キャッシュバランスプラン
企業年金でもご紹介しましたが、バブル崩壊以降、企業年金の運用利回りは悪化し、退職者に当初約束していた利息を払うことが難しくなり、また企業の体力を奪っている結果になっています。
そんな中キャッシュバランス型(混合型)は2002年4月から導入が認められた制度で、確定給付型と確定拠出型を合わせたようなタイプの年金で、現在多くの企業で導入されています。
キャッシュバランスプランのポイント次のとおり。
- 給与の一定割合あるいは定額を従業員へ拠出する
- 一定期間ごとに指標利率を設定する
- 年金制度は制度全体で一括運用する
- 運用リスクは企業が負う
今までの確定給付の場合、予め給付の水準が確定しているため、企業にとって運用リスクを想定しなくてはなりません。このことは運用に失敗し、想定している利回りを確保できない場合、企業が別会計で負担する必要が生じるため、企業体力の低下につながる可能性が高くなります。一方、確定拠出型の場合、従業員が運用のリスクを負うため、企業にとっては運用のリスクはなくなりますが、個人の運用次第では元本が目減りする可能性もあり、企業からの補填などはもちろんありません。

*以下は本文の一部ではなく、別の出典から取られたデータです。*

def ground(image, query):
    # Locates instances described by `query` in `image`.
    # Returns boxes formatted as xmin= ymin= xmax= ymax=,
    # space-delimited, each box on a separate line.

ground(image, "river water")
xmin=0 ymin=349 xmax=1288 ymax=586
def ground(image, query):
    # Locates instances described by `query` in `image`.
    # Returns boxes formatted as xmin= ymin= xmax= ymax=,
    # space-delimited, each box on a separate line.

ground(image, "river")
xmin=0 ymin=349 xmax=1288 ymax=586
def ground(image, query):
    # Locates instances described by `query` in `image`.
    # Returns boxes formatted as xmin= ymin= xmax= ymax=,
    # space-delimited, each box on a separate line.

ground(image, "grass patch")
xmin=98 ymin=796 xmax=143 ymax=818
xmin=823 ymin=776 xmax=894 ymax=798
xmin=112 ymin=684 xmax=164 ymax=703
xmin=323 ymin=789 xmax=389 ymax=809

このように確定給付型の企業年金の場合、5%や4%などのように予定利率を最初に決め、必ずその利回り分を支払う必要がありました。
しかしキャッシュバランスプランの場合、企業が従業員に拠出した元本に対する利率を、一定期間ごとに決められるのが特徴であり、金利状況などに応じて一定期間の利率を設定することが可能であり、また”国債の利回りの過去1年の平均”などのように、予定利率を変動させることも可能になっています。
このようにキャッシュバランスプランは経済動向に応じて、柔軟に対応することが可能なシステムです。
キャッシュバランスプランの場合、運用は企業が行い、予定利率のリスクは企業が負います。そのため分類としては確定給付型になります。